The joint venture, Moen Estate, has raised ¥500m (US$74m) for the project, in Gansu province.
Mihalis Boutaris of Kir-Yianni in Naoussa told decanter.com the pilot vineyard will increase from 4ha next spring to 150ha over the next few years.
Meanwhile, Boutaris and Mogao’s winemaker will select and rebrand the best batches of Mogao’s current wine production.

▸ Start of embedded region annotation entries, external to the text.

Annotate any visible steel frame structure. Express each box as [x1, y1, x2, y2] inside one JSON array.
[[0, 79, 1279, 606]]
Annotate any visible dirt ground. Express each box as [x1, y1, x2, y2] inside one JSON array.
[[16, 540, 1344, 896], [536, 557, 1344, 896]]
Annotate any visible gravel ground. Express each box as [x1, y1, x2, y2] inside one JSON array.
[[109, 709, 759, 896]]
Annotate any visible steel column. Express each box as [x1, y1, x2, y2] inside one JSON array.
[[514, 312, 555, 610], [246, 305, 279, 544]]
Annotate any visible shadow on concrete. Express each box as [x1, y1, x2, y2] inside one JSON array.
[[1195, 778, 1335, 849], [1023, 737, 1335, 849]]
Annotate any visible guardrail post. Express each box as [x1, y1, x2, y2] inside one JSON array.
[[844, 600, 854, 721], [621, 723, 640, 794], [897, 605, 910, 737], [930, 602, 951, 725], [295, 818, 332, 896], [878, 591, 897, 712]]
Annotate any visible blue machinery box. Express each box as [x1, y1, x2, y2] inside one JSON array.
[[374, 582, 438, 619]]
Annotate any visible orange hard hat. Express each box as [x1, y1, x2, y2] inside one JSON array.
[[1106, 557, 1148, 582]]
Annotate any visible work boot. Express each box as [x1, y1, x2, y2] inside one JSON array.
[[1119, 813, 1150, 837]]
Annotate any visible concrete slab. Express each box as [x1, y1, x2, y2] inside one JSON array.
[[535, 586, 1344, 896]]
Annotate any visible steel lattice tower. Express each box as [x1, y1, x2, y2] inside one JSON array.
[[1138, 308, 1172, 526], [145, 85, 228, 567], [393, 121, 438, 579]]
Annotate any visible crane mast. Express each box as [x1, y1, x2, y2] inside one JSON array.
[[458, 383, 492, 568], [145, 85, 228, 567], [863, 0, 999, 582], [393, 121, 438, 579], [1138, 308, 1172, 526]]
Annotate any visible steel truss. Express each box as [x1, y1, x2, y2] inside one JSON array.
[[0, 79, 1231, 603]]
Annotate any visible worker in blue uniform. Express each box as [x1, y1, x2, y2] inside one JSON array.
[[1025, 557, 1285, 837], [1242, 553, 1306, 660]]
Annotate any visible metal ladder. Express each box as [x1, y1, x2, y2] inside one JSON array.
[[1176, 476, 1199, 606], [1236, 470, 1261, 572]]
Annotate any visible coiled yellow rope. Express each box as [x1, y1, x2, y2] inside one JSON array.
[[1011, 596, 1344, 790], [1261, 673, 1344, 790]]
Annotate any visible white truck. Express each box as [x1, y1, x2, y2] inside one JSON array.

Mogao currently produces 6m bottles from its vineyards near Wuwei in Gansu province.
Gansu has an alpine desert climate similar to that of northern Greece. Beijing-based consultant Edward Ragg, of China’s Dragon Phoenix Fine Wine Consulting, said it was one of China’s drier – and poorer – provinces, and would be ‘a better region for grape growing than Shandong’, where joint ventures such as the Lafite/CITIC project are based.
Boutaris thinks its combination of conditions could produce ‘above-average to phenomenal’ wines.
Plantings of another six varieties are planned, among them German varietals which Boutaris ‘will most probably thrive better up there’.
Mogao is a government-owned company listed on the Shanghai and Hong Kong stock exchanges. It produces malt, pharmaceuticals, animal feed, medicinal opium, and wine.
Wine contributes little to the company’s turnover, but that part of its portfolio has attracted some considerable investment, with ¥50m (US$7.4m) put into the new winery that was completed this year.